Recently announced to the world, Keiser Permanente’s president and chief operating officer Bernard Tyson will be taking over retiring CEO George Halvorson’s position as the head of Kaiser Permanente. In the upcoming year he will be the head of the largest nonprofit insurer in the U.S.
Halvorson has worked at Kaiser for an astounding 28 years, directing the hospitals nonprofit system and leading the development of Kaiser’s “Thrive” advertising campaign. Tyson will join the company’s board of directors close to the end of next month and assume Halverson’s position at the end of 2013.
Keiser Permanente, mainly based in Oakland, Calif., had $47.9 billion in revenue, according to its online records, while covering over nine million people in the last year, mainly in the West Coast. Keiser has 37 hospitals in California, Oregon, and Hawaii.
Kaiser employs 17,000 physicians, and has an integrated system in which one commodity delivers health care and pays for bills. This theme was a model for the U.S health-care-overtake that encourages everyone to make healthcare more available and dependable to everyone.
“As we continue down the path of health-care reform and the transformation of the health-care industry, I am excited about leading an organization so committed to high-quality and affordable care for everyone,” Tyson said in a statement.

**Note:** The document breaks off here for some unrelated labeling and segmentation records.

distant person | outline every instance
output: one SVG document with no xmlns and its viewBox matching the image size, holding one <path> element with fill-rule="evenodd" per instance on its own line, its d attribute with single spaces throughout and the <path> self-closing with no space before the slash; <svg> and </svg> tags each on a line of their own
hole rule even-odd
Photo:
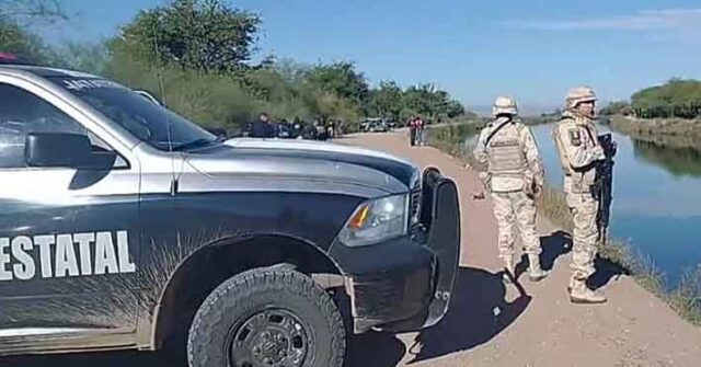
<svg viewBox="0 0 701 367">
<path fill-rule="evenodd" d="M 595 273 L 597 254 L 598 202 L 591 194 L 596 164 L 606 159 L 594 124 L 597 96 L 588 87 L 572 89 L 565 111 L 555 125 L 553 137 L 564 171 L 564 191 L 574 220 L 572 234 L 572 276 L 570 300 L 574 303 L 604 303 L 606 296 L 588 288 L 586 280 Z"/>
<path fill-rule="evenodd" d="M 409 144 L 412 147 L 416 145 L 416 117 L 412 117 L 409 121 Z"/>
<path fill-rule="evenodd" d="M 480 131 L 474 156 L 486 165 L 480 177 L 492 194 L 499 257 L 506 267 L 504 282 L 515 278 L 514 225 L 528 255 L 529 278 L 539 282 L 548 275 L 540 267 L 541 248 L 536 233 L 536 198 L 543 185 L 543 164 L 530 128 L 517 119 L 514 99 L 496 98 L 492 114 L 495 119 Z"/>
<path fill-rule="evenodd" d="M 249 136 L 252 138 L 274 138 L 276 137 L 275 126 L 271 124 L 271 119 L 266 113 L 258 115 L 258 119 L 251 124 L 251 133 Z"/>
<path fill-rule="evenodd" d="M 426 123 L 421 116 L 416 117 L 416 139 L 420 146 L 426 145 Z"/>
</svg>

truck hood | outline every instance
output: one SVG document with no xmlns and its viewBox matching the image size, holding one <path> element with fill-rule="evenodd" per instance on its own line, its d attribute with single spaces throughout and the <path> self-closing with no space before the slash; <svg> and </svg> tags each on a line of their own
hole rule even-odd
<svg viewBox="0 0 701 367">
<path fill-rule="evenodd" d="M 418 168 L 383 152 L 330 142 L 234 138 L 186 154 L 194 169 L 211 176 L 338 181 L 401 192 L 413 187 Z"/>
</svg>

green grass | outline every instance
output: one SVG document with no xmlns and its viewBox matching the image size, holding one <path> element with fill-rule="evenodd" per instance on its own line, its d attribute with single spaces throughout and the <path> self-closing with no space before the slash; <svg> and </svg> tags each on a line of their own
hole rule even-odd
<svg viewBox="0 0 701 367">
<path fill-rule="evenodd" d="M 481 126 L 466 125 L 470 126 L 432 127 L 427 141 L 430 146 L 474 167 L 474 158 L 470 154 L 471 149 L 464 147 L 464 139 L 471 134 L 479 134 Z M 459 136 L 461 133 L 466 135 Z M 562 191 L 545 186 L 537 205 L 540 213 L 555 226 L 572 231 L 572 215 Z M 682 319 L 701 325 L 701 264 L 688 269 L 676 286 L 667 288 L 665 274 L 657 268 L 652 259 L 634 251 L 628 242 L 609 238 L 607 244 L 599 249 L 599 257 L 631 275 L 637 284 L 664 300 Z"/>
</svg>

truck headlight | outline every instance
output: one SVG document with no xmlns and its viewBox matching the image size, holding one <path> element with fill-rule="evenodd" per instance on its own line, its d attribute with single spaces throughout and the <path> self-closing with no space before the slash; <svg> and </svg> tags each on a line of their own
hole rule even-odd
<svg viewBox="0 0 701 367">
<path fill-rule="evenodd" d="M 406 234 L 409 195 L 394 195 L 365 202 L 353 213 L 338 233 L 349 246 L 361 246 Z"/>
</svg>

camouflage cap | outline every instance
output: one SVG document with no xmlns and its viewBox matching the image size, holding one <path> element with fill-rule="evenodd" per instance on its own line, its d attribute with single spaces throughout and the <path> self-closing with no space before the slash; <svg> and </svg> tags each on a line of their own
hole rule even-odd
<svg viewBox="0 0 701 367">
<path fill-rule="evenodd" d="M 497 116 L 502 114 L 518 115 L 518 106 L 514 98 L 503 95 L 496 98 L 492 106 L 492 115 Z"/>
</svg>

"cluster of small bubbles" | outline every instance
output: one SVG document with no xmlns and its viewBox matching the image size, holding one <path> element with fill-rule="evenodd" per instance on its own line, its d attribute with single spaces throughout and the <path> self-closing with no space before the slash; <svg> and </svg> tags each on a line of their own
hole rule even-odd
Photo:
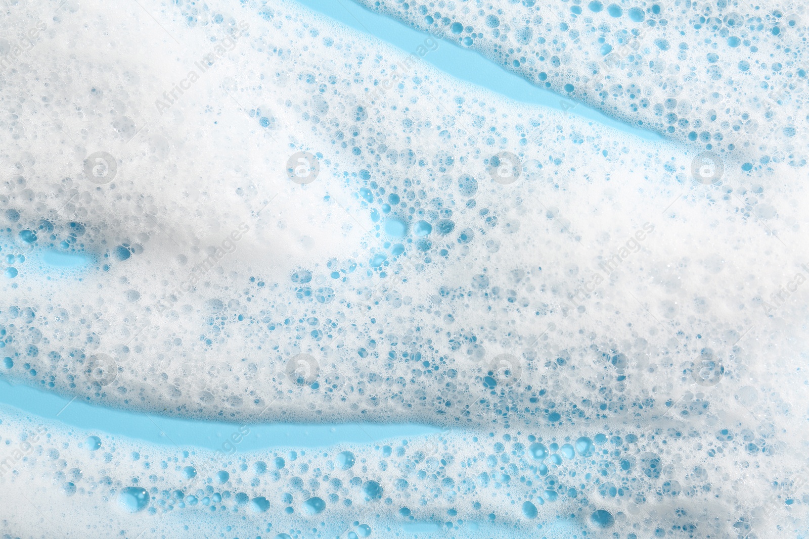
<svg viewBox="0 0 809 539">
<path fill-rule="evenodd" d="M 538 81 L 586 101 L 591 86 L 561 66 L 588 62 L 557 49 L 593 35 L 626 40 L 620 24 L 644 23 L 638 50 L 650 57 L 625 61 L 651 90 L 610 86 L 629 99 L 610 103 L 652 127 L 668 122 L 660 111 L 683 140 L 706 121 L 705 103 L 654 102 L 688 82 L 654 56 L 679 54 L 655 33 L 676 24 L 654 5 L 571 2 L 580 12 L 557 39 L 556 24 L 534 20 L 537 2 L 496 13 L 408 3 L 467 46 L 524 42 L 498 50 L 512 65 L 526 55 L 514 69 L 546 62 L 556 70 Z M 510 10 L 523 9 L 532 16 L 517 24 Z M 53 464 L 48 479 L 70 500 L 137 518 L 194 512 L 205 525 L 214 514 L 273 515 L 270 531 L 248 530 L 268 537 L 360 515 L 348 534 L 368 537 L 378 529 L 368 512 L 456 535 L 464 523 L 506 522 L 627 538 L 657 533 L 643 516 L 653 503 L 654 526 L 693 535 L 725 534 L 714 515 L 760 518 L 746 485 L 781 484 L 803 458 L 793 429 L 805 411 L 787 403 L 807 383 L 809 270 L 779 246 L 803 245 L 807 197 L 789 162 L 798 142 L 762 141 L 769 157 L 753 166 L 722 151 L 717 133 L 738 130 L 719 112 L 708 140 L 694 132 L 698 148 L 647 144 L 460 85 L 291 4 L 222 10 L 172 2 L 155 25 L 138 6 L 71 3 L 66 18 L 121 28 L 116 46 L 57 18 L 28 61 L 0 74 L 10 103 L 0 127 L 11 133 L 0 141 L 0 375 L 184 418 L 472 433 L 249 457 L 233 438 L 210 458 L 65 435 L 33 457 L 21 450 L 3 486 L 24 490 L 32 470 Z M 0 16 L 17 27 L 34 15 Z M 569 40 L 580 23 L 593 31 Z M 699 24 L 701 36 L 722 32 L 713 18 Z M 217 44 L 200 57 L 227 64 L 227 79 L 155 44 L 163 32 Z M 691 47 L 683 62 L 703 48 L 689 36 L 677 38 Z M 773 39 L 784 38 L 756 46 L 769 51 Z M 150 67 L 160 65 L 193 69 L 193 91 Z M 20 92 L 34 98 L 19 103 Z M 155 110 L 172 92 L 172 107 Z M 12 450 L 22 443 L 19 429 L 0 428 Z M 74 443 L 81 452 L 67 462 Z M 61 457 L 47 460 L 52 448 Z M 792 503 L 780 491 L 768 503 L 797 512 L 807 503 L 798 488 L 784 492 Z M 562 515 L 584 531 L 538 528 Z"/>
<path fill-rule="evenodd" d="M 750 168 L 773 158 L 760 140 L 788 145 L 803 128 L 790 110 L 809 69 L 800 2 L 360 1 L 634 125 L 740 148 Z M 787 158 L 806 165 L 803 151 Z"/>
<path fill-rule="evenodd" d="M 0 440 L 24 436 L 24 418 L 7 417 L 0 424 Z M 755 459 L 761 450 L 752 446 L 769 441 L 766 435 L 762 439 L 721 425 L 707 438 L 684 427 L 672 423 L 583 435 L 559 429 L 542 436 L 484 431 L 400 437 L 350 448 L 277 448 L 224 456 L 149 444 L 138 444 L 135 452 L 129 440 L 48 425 L 49 436 L 29 444 L 31 457 L 7 466 L 0 484 L 10 495 L 33 487 L 40 503 L 66 507 L 70 499 L 68 518 L 76 524 L 99 519 L 94 510 L 103 510 L 95 524 L 104 530 L 148 525 L 171 533 L 193 518 L 201 519 L 201 533 L 213 528 L 208 519 L 218 516 L 215 525 L 227 524 L 232 533 L 264 522 L 269 537 L 301 526 L 325 535 L 359 516 L 349 525 L 358 537 L 368 537 L 378 528 L 375 522 L 396 528 L 436 521 L 453 529 L 490 521 L 501 528 L 486 529 L 492 533 L 488 537 L 507 537 L 502 534 L 509 530 L 547 531 L 549 522 L 565 515 L 571 537 L 608 528 L 630 537 L 645 528 L 645 515 L 654 507 L 657 527 L 681 525 L 721 535 L 735 518 L 705 520 L 700 509 L 731 495 L 717 488 L 724 472 L 715 456 Z M 101 457 L 83 453 L 83 436 L 85 446 L 101 440 L 107 453 Z M 749 473 L 748 481 L 765 474 L 752 468 Z M 37 475 L 60 488 L 48 491 L 24 480 Z M 809 503 L 809 491 L 787 481 L 777 497 L 781 509 L 792 508 Z M 169 514 L 184 517 L 163 517 Z"/>
</svg>

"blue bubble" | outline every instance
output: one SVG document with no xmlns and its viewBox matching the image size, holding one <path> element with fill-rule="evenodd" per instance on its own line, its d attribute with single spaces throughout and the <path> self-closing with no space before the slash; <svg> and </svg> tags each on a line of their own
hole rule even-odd
<svg viewBox="0 0 809 539">
<path fill-rule="evenodd" d="M 127 486 L 118 495 L 118 505 L 130 513 L 142 511 L 149 505 L 149 493 L 140 486 Z"/>
</svg>

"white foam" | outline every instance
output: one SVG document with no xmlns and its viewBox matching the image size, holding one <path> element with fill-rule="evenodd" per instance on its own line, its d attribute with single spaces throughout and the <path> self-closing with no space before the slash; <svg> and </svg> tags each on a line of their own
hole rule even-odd
<svg viewBox="0 0 809 539">
<path fill-rule="evenodd" d="M 0 254 L 17 272 L 0 281 L 4 376 L 188 418 L 473 429 L 446 436 L 437 451 L 447 463 L 350 448 L 367 462 L 361 485 L 410 478 L 395 495 L 385 489 L 375 522 L 407 521 L 397 512 L 407 507 L 413 519 L 459 527 L 489 513 L 520 529 L 576 515 L 572 524 L 594 532 L 591 515 L 604 510 L 621 537 L 691 525 L 729 534 L 739 522 L 765 537 L 776 516 L 800 528 L 805 488 L 784 482 L 806 465 L 799 428 L 809 419 L 798 169 L 773 160 L 745 173 L 741 154 L 701 157 L 519 106 L 423 64 L 397 65 L 401 53 L 286 2 L 144 6 L 3 15 L 15 27 L 48 27 L 2 75 L 10 113 L 0 121 L 12 137 L 0 147 Z M 187 89 L 170 96 L 175 85 Z M 112 156 L 114 177 L 104 155 L 87 166 L 97 152 Z M 301 152 L 316 155 L 311 183 L 305 167 L 294 174 L 311 162 Z M 493 160 L 502 152 L 519 159 L 516 181 L 507 156 Z M 89 177 L 94 164 L 107 175 Z M 386 227 L 392 217 L 406 224 L 401 238 L 396 223 Z M 93 261 L 54 268 L 35 262 L 44 249 Z M 6 447 L 32 425 L 10 416 Z M 151 474 L 129 461 L 138 449 L 128 440 L 93 453 L 108 453 L 102 463 L 77 444 L 92 433 L 49 428 L 36 458 L 0 479 L 4 490 L 60 507 L 70 529 L 95 523 L 93 537 L 139 525 L 183 533 L 187 517 L 160 518 L 158 500 L 181 489 L 176 468 L 211 455 L 138 444 L 153 465 L 170 463 Z M 575 476 L 550 455 L 542 474 L 520 454 L 529 436 L 561 446 L 599 433 L 637 440 L 574 459 Z M 63 473 L 93 478 L 67 499 L 51 485 L 52 447 Z M 274 457 L 223 464 L 238 486 L 230 491 L 273 507 L 271 532 L 251 528 L 267 519 L 244 508 L 246 520 L 228 524 L 274 537 L 358 518 L 344 503 L 358 495 L 349 487 L 311 486 L 336 451 L 307 452 L 307 470 L 256 484 L 250 465 Z M 620 471 L 625 455 L 650 453 L 659 474 Z M 553 475 L 577 495 L 542 505 Z M 762 503 L 773 482 L 800 501 Z M 607 482 L 631 486 L 633 497 L 601 497 Z M 275 512 L 293 485 L 283 503 L 294 512 Z M 139 486 L 152 493 L 143 512 L 114 508 L 122 489 Z M 213 494 L 193 488 L 202 494 L 184 495 Z M 299 519 L 306 492 L 323 493 L 326 524 Z M 531 500 L 536 521 L 521 510 Z M 2 512 L 9 533 L 47 535 L 15 503 Z M 205 529 L 227 525 L 210 515 Z M 510 533 L 498 529 L 485 533 Z"/>
</svg>

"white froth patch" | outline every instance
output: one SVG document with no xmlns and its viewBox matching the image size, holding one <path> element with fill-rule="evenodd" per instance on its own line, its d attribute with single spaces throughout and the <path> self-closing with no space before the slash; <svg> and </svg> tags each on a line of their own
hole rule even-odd
<svg viewBox="0 0 809 539">
<path fill-rule="evenodd" d="M 394 485 L 367 517 L 384 537 L 410 516 L 466 530 L 490 515 L 506 528 L 483 533 L 504 536 L 571 514 L 570 534 L 604 522 L 627 537 L 739 525 L 765 537 L 775 515 L 800 528 L 806 490 L 785 482 L 805 466 L 809 413 L 794 168 L 770 162 L 776 183 L 726 154 L 721 173 L 701 161 L 695 173 L 691 147 L 518 106 L 423 64 L 399 71 L 401 53 L 286 2 L 145 6 L 160 25 L 137 5 L 68 3 L 2 72 L 0 255 L 15 273 L 0 278 L 3 376 L 188 418 L 474 431 L 417 459 L 341 448 L 366 461 L 354 491 L 354 476 L 330 482 L 332 449 L 255 485 L 251 466 L 277 456 L 226 459 L 233 486 L 214 505 L 227 516 L 184 501 L 212 533 L 328 535 L 358 518 L 368 481 Z M 27 10 L 4 23 L 42 19 Z M 99 152 L 112 161 L 87 167 Z M 503 152 L 516 164 L 493 159 Z M 311 183 L 294 173 L 302 153 L 317 161 Z M 47 250 L 89 262 L 35 263 Z M 4 421 L 4 450 L 28 421 Z M 564 464 L 565 444 L 599 433 L 621 440 Z M 214 499 L 222 470 L 193 486 L 178 477 L 212 456 L 116 440 L 91 457 L 78 445 L 91 434 L 53 434 L 4 487 L 62 507 L 71 529 L 95 523 L 93 537 L 175 537 L 188 517 L 161 516 L 169 505 Z M 537 436 L 543 459 L 527 453 Z M 50 461 L 52 448 L 65 454 Z M 636 464 L 621 471 L 625 457 Z M 73 468 L 92 480 L 70 481 Z M 127 488 L 150 493 L 134 516 L 116 512 Z M 269 500 L 270 531 L 224 490 Z M 314 493 L 326 524 L 299 516 Z"/>
</svg>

In the upcoming year Tyson will be taking over the development of President Barack Obama’s health care overhaul. Starting in 2014, the Affordable Health Care Act will be fully implemented. New insurance markets will open up, titled “exchanges,” in every state.
The joint federal-state program for the less privileged citizens of America will expand nationwide to cover people earning close to poverty wages. The projections believe that 30 million people are expected to gain coverage. Kaiser expects to offer exchange plans in every state where it operates, Tyson said.
“Clearly there’s a lot of unknowns right now as we think about all the changes happening in the industry,” he said. “One of the biggest challenges is making sure that we continue to contribute to the evolving landscape for health care in this country.”
Not being on the Fortune 500 because of Keiser being a nonprofit does not show how Kaiser is ranked No. 3 on the 2012 Diversity Inc. Top 50 companies for Diversity list. Naming an African American as the lead figure of a major organization is a significant step to a new diverse directive for all companies.
According to relevant statistics, currently only 1.2 percent of Fortune 500 companies have African-American CEOs, compared to 4 percent of the DiversityInc Top 50.
As a last remark Tyson stated in an interview the legacy of Halvorson creating the most diverse top of the line organization: “My job is to build on that and leverage the great strength of the diversity as we continue to deal with very complex problems in this country and the healthcare system.”